Heads up: I am not going to evaluate the two Grease songs on this countdown objectively, so please don't write in. I love Grease. I have loved Grease from the moment we first met, at (here comes another one of those stories) summer camp, oh so many years ago. You see, once a session, we would have '50s Night, and as a kid that meant dressing up in a poodle skirt made of forest green felt (a poodle skirt my mom and I had made with our own little hands), and a white T-shirt whose sleeves I would roll up (one around a pack of bubble-gum cigarettes), and white Keds that I'd colored in with marker to look like saddle shoes, and the silkiest, smoothest ponytail that I'd force my hair into all year long. And I would put on pink lip gloss that I borrowed from one of the girlier girls in my cabin, and stick about six pieces of Super Bubble in my mouth, and I would head out to jitterbug and twist the night away in the gym while the boys mostly sat off to the side playing with pieces of hay left over from Western Night. But the highlight of the night would come during the Fonzie and Peggy Sue look-alike contest, when one girl and one guy from every cabin would stand up in front of the whole camp and they'd vote by applause who best dressed the part. And then the winners - invariably an oldest girl and youngest boy, or vice versa; no one ever wanted to see two people of the same age together - would move out to the center of the gym for their ''Spotlight Dance'' to this song. Which now that I think about it was kinda weird, seeing as how neither Fonzie nor Peggy Sue were in Grease.
It doesn't get much more straightforward than this: Lou Gramm is hot-blooded. Like, 100 degrees! And he'd like to have sex with you, provided (1) you don't mind cheating on your significant other; and (2) you can get out of the house without your significant other noticing. Hey, that's rock & roll for ya, and I think the moral of the story is that one really shouldn't listen to the lyrics all that much, because really, they'll just make you giggle.
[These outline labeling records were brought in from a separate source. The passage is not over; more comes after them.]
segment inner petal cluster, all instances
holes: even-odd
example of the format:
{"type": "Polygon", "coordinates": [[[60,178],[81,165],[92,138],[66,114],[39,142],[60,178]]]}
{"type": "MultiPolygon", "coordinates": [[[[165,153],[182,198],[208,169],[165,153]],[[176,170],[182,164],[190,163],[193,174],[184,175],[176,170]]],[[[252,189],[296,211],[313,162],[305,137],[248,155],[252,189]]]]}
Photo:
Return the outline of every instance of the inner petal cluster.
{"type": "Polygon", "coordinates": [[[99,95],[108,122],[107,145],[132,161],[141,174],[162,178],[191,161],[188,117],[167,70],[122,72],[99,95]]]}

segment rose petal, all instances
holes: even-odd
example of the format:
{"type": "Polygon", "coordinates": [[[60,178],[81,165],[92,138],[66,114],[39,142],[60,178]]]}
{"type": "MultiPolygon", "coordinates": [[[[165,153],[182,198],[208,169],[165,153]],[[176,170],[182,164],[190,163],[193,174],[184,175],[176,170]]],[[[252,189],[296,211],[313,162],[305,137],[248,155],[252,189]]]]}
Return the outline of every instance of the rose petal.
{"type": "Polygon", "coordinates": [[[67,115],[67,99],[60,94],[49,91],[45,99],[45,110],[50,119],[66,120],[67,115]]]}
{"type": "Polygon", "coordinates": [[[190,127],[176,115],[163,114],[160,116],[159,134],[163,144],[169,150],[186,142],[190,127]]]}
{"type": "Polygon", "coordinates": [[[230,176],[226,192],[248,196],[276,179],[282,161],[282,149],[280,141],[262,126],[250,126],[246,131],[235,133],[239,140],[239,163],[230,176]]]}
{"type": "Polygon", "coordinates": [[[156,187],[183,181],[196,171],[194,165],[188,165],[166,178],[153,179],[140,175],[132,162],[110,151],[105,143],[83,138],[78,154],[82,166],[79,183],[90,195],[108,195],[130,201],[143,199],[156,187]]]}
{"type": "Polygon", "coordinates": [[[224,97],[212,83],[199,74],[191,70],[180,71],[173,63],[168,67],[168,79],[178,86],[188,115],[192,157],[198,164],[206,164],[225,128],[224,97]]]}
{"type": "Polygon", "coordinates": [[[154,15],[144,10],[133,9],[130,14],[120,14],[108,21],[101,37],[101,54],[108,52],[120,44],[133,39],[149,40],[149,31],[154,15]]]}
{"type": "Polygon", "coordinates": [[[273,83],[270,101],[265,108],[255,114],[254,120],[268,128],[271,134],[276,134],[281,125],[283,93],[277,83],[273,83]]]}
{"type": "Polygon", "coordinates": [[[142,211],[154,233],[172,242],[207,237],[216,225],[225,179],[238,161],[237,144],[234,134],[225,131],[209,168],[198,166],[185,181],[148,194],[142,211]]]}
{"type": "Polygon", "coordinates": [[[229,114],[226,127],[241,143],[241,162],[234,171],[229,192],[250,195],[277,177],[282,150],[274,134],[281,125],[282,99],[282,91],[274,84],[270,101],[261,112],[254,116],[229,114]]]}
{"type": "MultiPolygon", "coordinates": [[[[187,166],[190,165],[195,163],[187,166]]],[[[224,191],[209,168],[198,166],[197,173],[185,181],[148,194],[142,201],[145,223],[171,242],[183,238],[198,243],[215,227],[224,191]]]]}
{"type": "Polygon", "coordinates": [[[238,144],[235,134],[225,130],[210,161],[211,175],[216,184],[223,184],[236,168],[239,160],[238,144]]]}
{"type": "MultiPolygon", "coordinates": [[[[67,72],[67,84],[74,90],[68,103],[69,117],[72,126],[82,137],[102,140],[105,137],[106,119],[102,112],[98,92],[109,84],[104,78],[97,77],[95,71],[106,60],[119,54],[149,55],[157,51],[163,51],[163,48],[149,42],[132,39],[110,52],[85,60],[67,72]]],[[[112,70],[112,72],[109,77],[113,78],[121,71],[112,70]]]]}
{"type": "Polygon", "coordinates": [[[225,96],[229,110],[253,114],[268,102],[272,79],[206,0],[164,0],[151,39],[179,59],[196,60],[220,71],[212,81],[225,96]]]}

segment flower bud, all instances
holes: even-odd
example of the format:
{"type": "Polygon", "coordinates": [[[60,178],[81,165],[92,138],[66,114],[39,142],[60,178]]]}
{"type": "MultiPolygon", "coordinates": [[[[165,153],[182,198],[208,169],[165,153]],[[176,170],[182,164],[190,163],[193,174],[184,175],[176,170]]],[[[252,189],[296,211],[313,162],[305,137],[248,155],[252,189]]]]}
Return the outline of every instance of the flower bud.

Anyway. Maybe we can all hang out later on the bus?
Once again: I hate disco. I really do. I'm trying so hard to get past that, but all the sound effects and that repetitive beat to which there is nothing one can do but point the finger up and then point the finger down... ugh, if I'd been able to walk for more of the '70s I would have been really annoyed. And this is my least favorite kind of disco song: the nonsense lyric. Unlike our friends in Foreigner, Taste of Honey don't much want to come right out and talk about the sex. They're shy. So they're gonna talk about ''dancing'' instead, and oppress their... What? This song is actually just about dancing? For real? Oh. Hold on, lemme listen to it with that in mind.
Ow. Ow. Shoot me now. Just kill me, just put me out of my misery, and take Nicole Richie with me. (Shouldn't be hard; she doesn't weigh a lot.) The only redeeming thing about this song, in my opinion, is Eddie Murphy's Buckwheat version. It is so slow, and so freakin' maudlin, that it's like cough syrup is dripping out of my speakers and coating my desk with its sticky, somnabulent drool. Lionel Richie has always held a special place in my heart - mostly because of ''Dancin' on the Ceiling'' and that amazingly stalkeriffic ''Hello'' video - and the non-Lionel Commodores don't even bother me all that much (can I get a holla for ''Nightshift''?) except for the fact that one of them, William King, is the father of the most obnoxious Real World cast member of all time (egobomb Adam, from the Paris season). But this song. THIS SONG. It makes me want to put an ice pick through my hand. Or Lionel's hand. Someone's hand. And it just GOES ON. FOREVER. WHY is it SO. SLOW. And look: I am as much of a feminist as the next gal, but I am only one time a lady, and barely even that, and so the exaggeration is just unnecessary. Just one lady. That's all you need. Bad song. Bad, bad song.